September 30, 2012

Some thoughts on the nature of death.


Steve jobs died. 

It came as a shock to a large number of people. It shouldn't really have done this. We all know that he had cancer. He was diagnosed in 2003. He had a liver transplant a few years after that. He took a leave of absence to help deal with his illness. He came back to public life and shortly after that, in August this year, he stepped down completely from Apple retaining only the role of chairman. So we knew he was ill. We knew he was going to die. So when he died why was everybody so surprised?

I find it quite ironic that when Apple tries to release a new product, writers, bloggers, and the Tech media all want to find out as much as possible in advance and nothing comes as big surprise. However when the leader - a man who has been diagnosed with cancer, left, returned, and left again knowing he was going to die - does finally pass, it is a huge surprise.

Was it the fact he was young (55) ?

Cricketer Graham Dilly passed away the day before. He was in his 50's too. Actor Charles Napier passed away the same day. He was older (in his 70's)

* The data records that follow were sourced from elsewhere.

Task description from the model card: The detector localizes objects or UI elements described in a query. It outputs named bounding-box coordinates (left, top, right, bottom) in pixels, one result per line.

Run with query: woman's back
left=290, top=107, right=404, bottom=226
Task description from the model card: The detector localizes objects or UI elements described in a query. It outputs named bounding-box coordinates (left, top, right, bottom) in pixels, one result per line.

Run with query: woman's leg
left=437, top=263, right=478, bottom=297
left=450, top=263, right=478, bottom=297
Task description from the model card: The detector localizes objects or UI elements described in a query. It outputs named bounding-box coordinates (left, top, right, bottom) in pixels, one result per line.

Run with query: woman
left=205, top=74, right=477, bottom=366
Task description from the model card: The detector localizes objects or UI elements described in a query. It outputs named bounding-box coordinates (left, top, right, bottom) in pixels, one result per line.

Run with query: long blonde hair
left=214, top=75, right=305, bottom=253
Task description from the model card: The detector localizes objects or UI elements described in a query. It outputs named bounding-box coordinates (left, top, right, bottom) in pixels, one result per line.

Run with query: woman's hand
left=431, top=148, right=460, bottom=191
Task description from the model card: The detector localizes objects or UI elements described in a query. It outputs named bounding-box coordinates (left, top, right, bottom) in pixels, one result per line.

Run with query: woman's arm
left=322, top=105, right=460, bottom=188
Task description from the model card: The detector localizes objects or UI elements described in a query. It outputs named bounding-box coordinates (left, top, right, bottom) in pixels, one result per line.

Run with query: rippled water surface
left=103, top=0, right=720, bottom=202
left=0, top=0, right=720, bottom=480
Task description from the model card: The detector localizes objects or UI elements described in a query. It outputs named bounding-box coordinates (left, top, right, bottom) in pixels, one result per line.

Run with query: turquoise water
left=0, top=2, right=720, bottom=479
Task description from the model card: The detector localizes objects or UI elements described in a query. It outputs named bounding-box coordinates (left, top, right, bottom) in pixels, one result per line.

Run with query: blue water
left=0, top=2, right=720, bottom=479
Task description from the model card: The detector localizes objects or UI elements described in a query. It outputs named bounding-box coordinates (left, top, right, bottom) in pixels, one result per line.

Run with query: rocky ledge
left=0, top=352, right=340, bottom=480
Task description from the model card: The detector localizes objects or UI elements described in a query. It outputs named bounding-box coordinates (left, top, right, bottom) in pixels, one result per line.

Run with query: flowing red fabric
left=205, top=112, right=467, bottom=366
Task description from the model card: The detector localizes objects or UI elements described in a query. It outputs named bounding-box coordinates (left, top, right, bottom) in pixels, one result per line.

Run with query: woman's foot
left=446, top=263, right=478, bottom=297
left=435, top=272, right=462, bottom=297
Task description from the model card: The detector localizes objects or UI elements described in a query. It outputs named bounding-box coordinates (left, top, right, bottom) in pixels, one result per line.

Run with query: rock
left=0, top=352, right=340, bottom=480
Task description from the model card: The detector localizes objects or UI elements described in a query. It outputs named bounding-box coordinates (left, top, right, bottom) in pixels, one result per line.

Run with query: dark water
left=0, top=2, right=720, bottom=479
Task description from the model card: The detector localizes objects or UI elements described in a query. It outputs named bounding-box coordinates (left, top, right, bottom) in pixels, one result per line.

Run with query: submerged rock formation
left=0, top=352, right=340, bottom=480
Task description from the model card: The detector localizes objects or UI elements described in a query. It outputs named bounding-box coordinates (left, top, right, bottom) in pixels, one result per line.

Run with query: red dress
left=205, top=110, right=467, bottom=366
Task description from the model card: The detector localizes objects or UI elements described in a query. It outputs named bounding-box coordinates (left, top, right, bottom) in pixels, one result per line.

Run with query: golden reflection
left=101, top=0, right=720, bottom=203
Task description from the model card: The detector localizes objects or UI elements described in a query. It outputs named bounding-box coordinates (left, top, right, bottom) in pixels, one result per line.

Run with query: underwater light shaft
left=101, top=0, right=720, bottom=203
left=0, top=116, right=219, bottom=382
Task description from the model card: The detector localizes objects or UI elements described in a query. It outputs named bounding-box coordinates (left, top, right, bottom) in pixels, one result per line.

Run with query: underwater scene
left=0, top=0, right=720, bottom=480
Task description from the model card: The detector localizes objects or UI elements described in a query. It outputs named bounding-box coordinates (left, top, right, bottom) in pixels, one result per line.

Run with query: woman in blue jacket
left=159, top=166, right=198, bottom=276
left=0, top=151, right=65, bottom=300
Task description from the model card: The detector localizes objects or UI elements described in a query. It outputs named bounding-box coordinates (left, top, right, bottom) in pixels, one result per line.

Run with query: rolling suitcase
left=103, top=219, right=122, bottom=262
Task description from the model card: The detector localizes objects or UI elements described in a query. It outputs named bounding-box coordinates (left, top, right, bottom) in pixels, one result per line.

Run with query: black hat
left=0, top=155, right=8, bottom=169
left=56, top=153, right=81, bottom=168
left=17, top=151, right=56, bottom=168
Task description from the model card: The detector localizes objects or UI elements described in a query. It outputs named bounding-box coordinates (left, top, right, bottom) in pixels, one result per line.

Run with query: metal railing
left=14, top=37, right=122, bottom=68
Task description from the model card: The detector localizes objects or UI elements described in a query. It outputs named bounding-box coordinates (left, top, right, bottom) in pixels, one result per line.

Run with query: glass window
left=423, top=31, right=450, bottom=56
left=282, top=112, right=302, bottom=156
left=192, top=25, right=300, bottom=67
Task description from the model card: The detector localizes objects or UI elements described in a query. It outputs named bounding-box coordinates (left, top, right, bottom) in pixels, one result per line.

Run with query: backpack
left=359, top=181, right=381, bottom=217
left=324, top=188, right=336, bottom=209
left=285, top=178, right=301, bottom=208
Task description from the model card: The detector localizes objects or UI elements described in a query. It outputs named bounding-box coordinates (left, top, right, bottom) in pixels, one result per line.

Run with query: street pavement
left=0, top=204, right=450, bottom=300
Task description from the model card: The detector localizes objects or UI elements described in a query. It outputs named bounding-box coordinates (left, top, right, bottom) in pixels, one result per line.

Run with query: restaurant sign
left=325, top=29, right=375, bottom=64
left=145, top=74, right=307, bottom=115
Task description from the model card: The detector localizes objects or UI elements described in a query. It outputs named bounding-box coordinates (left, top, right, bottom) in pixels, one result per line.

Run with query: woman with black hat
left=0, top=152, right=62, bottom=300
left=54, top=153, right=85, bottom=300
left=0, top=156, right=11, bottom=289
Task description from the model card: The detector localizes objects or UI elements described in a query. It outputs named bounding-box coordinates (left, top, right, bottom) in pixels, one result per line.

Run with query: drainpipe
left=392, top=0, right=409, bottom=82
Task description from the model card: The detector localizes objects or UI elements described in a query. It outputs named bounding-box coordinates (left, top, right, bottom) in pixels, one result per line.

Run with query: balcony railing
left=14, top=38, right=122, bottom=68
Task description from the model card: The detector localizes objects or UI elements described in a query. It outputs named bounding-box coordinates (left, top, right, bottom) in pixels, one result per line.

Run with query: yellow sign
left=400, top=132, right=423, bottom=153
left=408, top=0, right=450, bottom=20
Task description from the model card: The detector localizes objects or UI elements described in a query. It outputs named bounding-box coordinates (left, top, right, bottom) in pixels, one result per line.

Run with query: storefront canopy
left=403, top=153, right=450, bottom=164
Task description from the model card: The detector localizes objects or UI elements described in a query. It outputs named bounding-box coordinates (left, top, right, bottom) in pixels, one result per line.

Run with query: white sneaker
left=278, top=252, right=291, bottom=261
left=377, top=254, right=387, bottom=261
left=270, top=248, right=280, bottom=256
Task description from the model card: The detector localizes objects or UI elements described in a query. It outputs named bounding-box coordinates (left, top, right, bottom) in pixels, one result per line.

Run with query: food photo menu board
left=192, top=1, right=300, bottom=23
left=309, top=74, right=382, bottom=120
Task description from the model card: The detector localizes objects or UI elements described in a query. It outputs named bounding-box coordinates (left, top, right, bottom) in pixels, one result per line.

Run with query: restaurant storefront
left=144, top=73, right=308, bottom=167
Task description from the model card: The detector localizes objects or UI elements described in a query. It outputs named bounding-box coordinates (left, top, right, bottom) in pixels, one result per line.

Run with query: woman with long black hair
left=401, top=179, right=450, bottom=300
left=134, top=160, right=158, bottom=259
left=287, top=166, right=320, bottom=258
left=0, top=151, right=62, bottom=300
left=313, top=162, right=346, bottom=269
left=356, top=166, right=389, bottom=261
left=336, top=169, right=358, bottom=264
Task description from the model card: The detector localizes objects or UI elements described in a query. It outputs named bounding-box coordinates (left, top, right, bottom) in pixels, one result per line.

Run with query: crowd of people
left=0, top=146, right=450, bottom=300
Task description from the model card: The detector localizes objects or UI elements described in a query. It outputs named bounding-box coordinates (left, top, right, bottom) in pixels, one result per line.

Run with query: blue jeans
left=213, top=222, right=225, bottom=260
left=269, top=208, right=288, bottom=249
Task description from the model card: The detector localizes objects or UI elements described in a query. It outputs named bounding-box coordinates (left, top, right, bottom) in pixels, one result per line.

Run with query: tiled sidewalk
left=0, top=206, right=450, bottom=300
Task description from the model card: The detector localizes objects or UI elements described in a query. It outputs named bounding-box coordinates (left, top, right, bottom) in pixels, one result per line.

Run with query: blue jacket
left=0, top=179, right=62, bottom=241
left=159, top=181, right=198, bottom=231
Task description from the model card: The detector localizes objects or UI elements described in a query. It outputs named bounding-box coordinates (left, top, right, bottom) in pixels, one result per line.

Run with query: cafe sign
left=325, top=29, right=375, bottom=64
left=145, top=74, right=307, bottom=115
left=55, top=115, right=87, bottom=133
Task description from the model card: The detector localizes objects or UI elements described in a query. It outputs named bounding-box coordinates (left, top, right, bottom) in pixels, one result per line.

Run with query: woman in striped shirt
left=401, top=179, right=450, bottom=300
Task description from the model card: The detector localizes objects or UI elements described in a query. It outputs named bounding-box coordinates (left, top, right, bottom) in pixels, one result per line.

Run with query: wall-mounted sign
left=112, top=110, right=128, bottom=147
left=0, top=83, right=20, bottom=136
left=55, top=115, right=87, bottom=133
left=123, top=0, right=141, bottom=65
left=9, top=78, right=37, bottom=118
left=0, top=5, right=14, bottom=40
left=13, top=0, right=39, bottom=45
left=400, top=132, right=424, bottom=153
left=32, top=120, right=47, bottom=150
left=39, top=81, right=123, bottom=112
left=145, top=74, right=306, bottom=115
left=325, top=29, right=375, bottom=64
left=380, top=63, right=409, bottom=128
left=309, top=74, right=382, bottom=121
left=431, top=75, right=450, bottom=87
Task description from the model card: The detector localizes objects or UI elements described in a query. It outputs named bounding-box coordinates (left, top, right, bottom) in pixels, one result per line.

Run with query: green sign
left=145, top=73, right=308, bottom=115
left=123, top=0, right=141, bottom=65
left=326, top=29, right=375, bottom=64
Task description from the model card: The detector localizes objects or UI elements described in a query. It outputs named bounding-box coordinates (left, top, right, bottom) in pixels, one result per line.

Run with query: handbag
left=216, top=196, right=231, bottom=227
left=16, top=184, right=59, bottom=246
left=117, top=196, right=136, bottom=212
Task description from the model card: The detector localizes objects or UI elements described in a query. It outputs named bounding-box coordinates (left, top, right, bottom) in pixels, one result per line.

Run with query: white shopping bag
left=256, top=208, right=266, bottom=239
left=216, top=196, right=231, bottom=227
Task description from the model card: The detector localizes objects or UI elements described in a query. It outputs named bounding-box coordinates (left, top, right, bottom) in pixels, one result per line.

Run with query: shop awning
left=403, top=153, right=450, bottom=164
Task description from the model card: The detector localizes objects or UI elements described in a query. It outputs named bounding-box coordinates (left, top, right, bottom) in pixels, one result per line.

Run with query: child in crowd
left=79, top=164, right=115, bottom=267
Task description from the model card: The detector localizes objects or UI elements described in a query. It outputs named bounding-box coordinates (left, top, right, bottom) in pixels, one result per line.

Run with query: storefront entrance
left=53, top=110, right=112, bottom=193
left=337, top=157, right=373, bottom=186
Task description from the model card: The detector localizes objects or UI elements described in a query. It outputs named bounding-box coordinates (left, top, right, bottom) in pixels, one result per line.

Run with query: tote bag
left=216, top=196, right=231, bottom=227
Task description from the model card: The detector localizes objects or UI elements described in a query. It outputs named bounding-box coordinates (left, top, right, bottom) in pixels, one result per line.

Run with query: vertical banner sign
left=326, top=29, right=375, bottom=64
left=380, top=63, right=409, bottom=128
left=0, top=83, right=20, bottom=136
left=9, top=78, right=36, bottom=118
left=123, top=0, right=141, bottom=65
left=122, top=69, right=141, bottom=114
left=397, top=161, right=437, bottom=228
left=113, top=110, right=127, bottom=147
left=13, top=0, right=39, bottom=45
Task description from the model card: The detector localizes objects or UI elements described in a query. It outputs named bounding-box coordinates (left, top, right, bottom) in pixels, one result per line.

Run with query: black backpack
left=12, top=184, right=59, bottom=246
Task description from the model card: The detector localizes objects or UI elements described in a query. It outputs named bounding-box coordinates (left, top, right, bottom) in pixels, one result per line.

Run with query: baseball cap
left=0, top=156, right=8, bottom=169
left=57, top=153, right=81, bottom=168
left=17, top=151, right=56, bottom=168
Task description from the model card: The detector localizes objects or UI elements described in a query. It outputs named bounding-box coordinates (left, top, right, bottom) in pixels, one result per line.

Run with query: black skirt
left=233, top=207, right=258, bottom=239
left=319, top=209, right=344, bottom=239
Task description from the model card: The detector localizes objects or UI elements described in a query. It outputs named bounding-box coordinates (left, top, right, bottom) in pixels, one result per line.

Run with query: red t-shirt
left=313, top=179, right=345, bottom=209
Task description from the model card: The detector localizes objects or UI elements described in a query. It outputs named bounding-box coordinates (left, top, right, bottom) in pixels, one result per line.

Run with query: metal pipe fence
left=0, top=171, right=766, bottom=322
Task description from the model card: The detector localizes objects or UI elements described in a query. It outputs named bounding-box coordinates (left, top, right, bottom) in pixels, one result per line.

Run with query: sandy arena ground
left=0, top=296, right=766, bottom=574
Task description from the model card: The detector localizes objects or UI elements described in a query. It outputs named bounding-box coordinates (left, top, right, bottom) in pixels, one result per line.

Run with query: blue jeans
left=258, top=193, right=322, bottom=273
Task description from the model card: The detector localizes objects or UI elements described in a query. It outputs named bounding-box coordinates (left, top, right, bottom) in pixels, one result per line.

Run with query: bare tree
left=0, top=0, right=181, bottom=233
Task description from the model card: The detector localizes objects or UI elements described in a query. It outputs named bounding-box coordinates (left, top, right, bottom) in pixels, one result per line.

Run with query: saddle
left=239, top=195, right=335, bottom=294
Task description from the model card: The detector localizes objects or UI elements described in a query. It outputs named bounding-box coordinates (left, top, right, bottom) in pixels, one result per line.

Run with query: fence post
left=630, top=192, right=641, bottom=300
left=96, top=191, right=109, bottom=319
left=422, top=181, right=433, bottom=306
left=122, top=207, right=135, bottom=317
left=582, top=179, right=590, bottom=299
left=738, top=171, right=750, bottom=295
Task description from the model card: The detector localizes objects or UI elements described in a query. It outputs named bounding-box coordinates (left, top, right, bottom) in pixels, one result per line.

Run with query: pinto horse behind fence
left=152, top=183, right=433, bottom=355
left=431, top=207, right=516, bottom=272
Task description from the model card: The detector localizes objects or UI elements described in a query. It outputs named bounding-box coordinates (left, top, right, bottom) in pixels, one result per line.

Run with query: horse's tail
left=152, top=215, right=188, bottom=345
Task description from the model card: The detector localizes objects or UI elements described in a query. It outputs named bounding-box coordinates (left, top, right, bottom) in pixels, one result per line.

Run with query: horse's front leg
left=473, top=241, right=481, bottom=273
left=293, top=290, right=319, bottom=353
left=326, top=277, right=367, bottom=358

Neither of them received the sort of public approbation that Jobs did (although, arguable, neither had left as impressive a legacy as Apple's leader). Maybe if they had died on a  different day - one which was dominated by the death of such a  technology titan - they might have been afforded more column inches.

More recently Tony Scott died. The nature of his death caused a lot of column inches (Can you recall the last major Hollywood A-list suicide?). But would we have been as shocked if he had died of natural causes at the age of 70+? A few weeks before Scott died, Anne Rutherford who starred in 'Gone With The Wind' died aged 94 and her passing was marked with only the merest of reporting. Both were individuals who were famous in their fields and yet the difference in coverage was amazing.

What is it about dying young that makes it so much more shocking and unacceptable? The death of Princess Diana was an example. Millions of people who never met her, and knew her only from television news and tabloid stories, were moved to outpourings of grief. But when the Queen Mother - a venerable woman who lived well over 100 years - passed away a few years later, the grief was nowhere near as large. Presumably the grief is compounded by the age. A young (!) person passing unexpectedly from an accident or a disease is far more shocking than a centurion dying of old age. It's probably not even the age factor itself. After all writer Dennis Potter was only 59 when he died but he had been diagnosed with cancer (ironically pancreatic cancer - the same cancer that took Steve Jobs) and had made it clear to everyone that he was suffering from a terminal illness and that we should prepare for his passing 

My favourite quote about Steve's death came from  Robert Llewellyn,  a British Actor who played Kryten in Red Dwarf and is now a committed environmentalist. He said:
"If your [sic] 18, 56 is truly ancient. If you [sic] 55 3/4 it's much much too young."

One more thing....

The final thought must - as always - go to Steve Jobs himself: 
"Remembering that I'll be dead soon is the most important tool I've ever encountered to help me make the  big choices in life. Because almost everything - all external expectations, all pride, all fear of embarrassment or failure - these things just fall away in the face of death, leaving what is truly important."